Noise connects to contemporary politics, as is well argued by a range of scholars from Steve Goodman to Suzanne Cuzick. Such cultural theory-musicologists as Milla Tiainen have convincingly argued about the multiplicity of sounds that constitute bodies as collectivities of becoming. The continuum between sound-noise is the axis through which to understand the political constitution of contemporary bodies and collectivities. What holds bodies together is affect, but that glue is also a force of push and pull.
What is interesting about noise is that it is emblematic of the emergence of technical media culture. Noise too has a history, and not only in the aesthetic or even urban development sense. Noise has an engineering oriented media archaeology. Imagine the sounds and noises Denis Kaufman, better known as Dziga Vertov, created at the Petrograd Psychoneurological Institute, in the Laboratory of Hearing.
Engineering noise is related to the wider communication theory issue formally formulated in the 1940s: communication takes place always in the presence of noise. Any kind of consideration of the ontology of noise is at least an implicit nod to the fact that noise becomes measurable in the age of technical media.
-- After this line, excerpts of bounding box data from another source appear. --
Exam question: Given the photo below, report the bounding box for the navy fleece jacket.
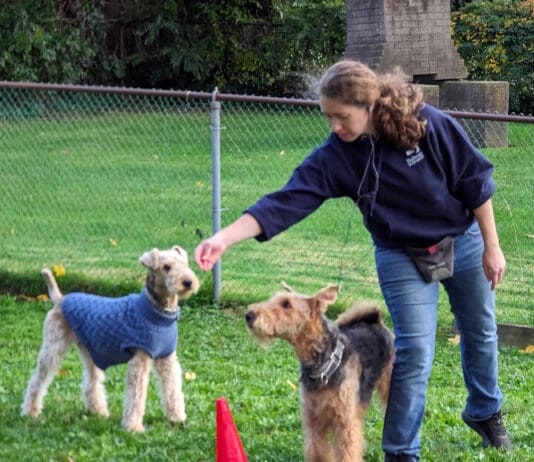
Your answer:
[245,104,495,249]
[61,290,180,369]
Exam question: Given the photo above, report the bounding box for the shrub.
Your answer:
[451,0,534,114]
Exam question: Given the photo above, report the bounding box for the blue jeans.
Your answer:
[375,221,502,455]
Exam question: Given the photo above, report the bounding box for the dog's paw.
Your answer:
[122,422,145,433]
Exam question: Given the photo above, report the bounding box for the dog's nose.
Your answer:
[245,311,256,327]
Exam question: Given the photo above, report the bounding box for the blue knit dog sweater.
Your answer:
[61,290,180,369]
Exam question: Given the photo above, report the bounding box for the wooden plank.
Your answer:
[451,321,534,348]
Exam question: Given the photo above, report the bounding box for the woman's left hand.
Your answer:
[482,246,506,290]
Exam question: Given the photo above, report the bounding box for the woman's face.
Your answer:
[319,96,373,143]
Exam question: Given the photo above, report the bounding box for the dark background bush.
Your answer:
[0,0,534,113]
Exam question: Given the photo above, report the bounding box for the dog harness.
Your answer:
[62,289,180,369]
[301,329,345,389]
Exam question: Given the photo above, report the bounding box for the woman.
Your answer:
[195,60,511,461]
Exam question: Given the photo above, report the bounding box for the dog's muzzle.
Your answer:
[245,311,256,328]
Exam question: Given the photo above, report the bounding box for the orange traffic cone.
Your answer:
[215,398,247,462]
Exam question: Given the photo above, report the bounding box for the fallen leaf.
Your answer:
[519,345,534,354]
[53,265,67,278]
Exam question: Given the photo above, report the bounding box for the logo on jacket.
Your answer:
[405,147,425,167]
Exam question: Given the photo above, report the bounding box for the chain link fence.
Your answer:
[0,82,534,324]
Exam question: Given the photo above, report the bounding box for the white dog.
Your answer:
[22,246,199,432]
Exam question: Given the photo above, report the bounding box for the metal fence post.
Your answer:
[210,87,221,303]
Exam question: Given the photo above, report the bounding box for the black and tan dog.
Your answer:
[245,285,395,462]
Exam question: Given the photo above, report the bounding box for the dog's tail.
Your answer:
[41,268,63,303]
[336,301,382,327]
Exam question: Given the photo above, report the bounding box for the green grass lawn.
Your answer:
[0,297,534,462]
[0,95,534,462]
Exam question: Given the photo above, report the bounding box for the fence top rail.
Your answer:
[0,80,534,124]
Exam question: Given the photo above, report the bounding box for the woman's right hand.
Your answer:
[195,213,261,271]
[195,234,228,271]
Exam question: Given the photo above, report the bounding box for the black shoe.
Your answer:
[384,453,419,462]
[462,411,512,450]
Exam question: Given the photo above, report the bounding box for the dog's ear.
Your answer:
[313,284,339,313]
[139,249,159,269]
[172,245,187,260]
[280,281,295,293]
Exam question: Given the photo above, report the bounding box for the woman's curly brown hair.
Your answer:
[320,60,426,150]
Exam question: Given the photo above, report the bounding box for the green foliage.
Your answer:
[0,0,95,82]
[452,0,534,114]
[119,0,345,95]
[0,0,345,96]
It becomes an issue of epistemology, in a manner that bypasses the semantic understanding of noise. We are not dealing with meaning, but with various frequencies and patterns that define the world of information and sound. Both information and sound are ontologically time-critical: they unfold in time, and in ways that are not only experiential in the sense that phenomenology taught us, but speculative. There is noise everywhere, as Hainge points out, referring to Bogost and the black noise of objects. Even humans are “noisy narrowband devices” as Licklider coined us in comparison to computers.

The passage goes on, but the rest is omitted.